A questo punto vale la pena anche esprimere l'augurio che tali opportunità possano essere tempestivamente prese in considerazione dai diversi gruppi multieditoriali nazionali. Non può, infatti, non destare un minimo di preoccupazione il fatto che Google gestirà tutta la pubblicità che apparirà sui portali eBay, al di fuori degli Usa. Pare, addirittura, che utilizzando Wi-Fi, l'Internet senza fili, sarà possibile, a questi grandi motori di ricerca, di raccogliere, programmare. trasmettere via web perfino la pubblicità locale. Come cavallo di Troia di queste novità potrebbe giocare un ruolo importante la non ancora sufficientemente esplosa VOIP. Una formula che più che a portare la “voce” via Internet, con conseguente risparmio nei costi tele fonici, dovrebbe portare le immagini sui monitor dei nostri personal computer. Un terreno di scontro tra colossi. Tutto questo mentre negli Usa è già stato dato il “via”, di recente, ai primi test per far arrivare gli spot (si gli spot telelevisivi) anche sui cellulari. Un grande traguardo per i fautori della banda larga.
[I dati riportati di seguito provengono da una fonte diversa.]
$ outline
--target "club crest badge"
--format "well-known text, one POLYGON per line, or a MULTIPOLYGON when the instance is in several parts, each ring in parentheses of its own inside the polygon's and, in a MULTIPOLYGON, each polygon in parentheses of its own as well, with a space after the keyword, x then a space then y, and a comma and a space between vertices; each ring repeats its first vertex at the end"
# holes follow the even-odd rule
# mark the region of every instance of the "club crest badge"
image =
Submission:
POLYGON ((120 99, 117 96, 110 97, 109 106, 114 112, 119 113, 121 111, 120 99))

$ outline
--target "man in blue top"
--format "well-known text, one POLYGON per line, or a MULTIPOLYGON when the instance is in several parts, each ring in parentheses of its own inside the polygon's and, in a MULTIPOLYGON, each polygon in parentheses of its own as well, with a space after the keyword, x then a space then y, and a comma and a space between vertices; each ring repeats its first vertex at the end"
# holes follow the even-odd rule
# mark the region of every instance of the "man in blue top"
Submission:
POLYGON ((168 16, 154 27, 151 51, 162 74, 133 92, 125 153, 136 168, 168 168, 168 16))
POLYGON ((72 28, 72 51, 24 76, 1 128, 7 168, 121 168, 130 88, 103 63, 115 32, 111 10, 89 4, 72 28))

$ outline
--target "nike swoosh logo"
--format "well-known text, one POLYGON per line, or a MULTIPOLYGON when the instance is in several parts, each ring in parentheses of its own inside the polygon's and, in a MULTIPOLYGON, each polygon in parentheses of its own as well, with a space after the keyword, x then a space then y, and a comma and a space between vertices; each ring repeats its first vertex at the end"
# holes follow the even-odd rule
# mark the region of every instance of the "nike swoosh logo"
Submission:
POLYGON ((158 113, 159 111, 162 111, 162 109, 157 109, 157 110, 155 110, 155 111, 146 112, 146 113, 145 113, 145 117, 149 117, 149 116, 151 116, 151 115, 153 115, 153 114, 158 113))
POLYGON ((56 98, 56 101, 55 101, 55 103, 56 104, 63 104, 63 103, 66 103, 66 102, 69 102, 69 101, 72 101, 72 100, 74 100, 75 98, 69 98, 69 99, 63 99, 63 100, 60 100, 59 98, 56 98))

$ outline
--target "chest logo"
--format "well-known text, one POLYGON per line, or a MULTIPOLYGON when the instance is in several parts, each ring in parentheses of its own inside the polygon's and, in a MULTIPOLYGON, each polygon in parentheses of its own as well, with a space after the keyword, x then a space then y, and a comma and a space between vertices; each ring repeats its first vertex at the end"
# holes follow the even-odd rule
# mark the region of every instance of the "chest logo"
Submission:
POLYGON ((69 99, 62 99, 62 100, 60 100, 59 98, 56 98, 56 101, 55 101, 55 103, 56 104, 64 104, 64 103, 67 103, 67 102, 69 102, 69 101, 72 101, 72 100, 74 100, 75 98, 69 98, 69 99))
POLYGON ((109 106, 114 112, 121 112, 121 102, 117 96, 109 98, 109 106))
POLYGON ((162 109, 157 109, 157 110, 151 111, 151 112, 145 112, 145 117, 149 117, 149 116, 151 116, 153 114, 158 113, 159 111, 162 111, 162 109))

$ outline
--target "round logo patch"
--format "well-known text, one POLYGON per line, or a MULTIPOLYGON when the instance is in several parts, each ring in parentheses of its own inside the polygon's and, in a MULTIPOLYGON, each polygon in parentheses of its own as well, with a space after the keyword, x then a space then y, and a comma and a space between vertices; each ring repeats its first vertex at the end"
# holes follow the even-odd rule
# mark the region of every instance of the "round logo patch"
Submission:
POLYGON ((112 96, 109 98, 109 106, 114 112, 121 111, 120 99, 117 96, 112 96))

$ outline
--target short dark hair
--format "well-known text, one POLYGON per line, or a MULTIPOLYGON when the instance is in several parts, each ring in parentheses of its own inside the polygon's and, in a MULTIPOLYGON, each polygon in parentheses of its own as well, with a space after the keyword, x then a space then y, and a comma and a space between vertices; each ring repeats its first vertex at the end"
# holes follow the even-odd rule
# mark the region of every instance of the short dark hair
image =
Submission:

Ma sta proprio tutto cambiando? Forse varrebbe la pena dedicare qualche attimo di riflessione alla prorompente progressione dei “blog”. Chiamiamoli gruppi di opinioni, chiamiamoli target, si tratta comunque di incontri tra tante persone, magari distanti tra di loro nello spazio, che condividono particolari “welthanshaung”. Una realtà della quale se ne stanno accorgendo anche mezzi di comunicazione tradizionali, come i quotidiani ad esempio. E ci si sta accorgendo che è giunto il momento di dare spazio anche a coloro che chiedono la parola. Da sei anni, in Corea del Sud, è attivo un sito web caratterizzato dallo slogan “ogni cittadino è un reporter”. Il suo inventore, Oh Yeon-ho da qualche tempo ha lanciato questo servizio, con il quale si mira a ridefinire un nuovo modello di relazione tra “media” e utenti, anche in Giappone. “Se va bene qui – avrebbe detto a Tokio pochi tempo fa – vado a farlo anche in Italia".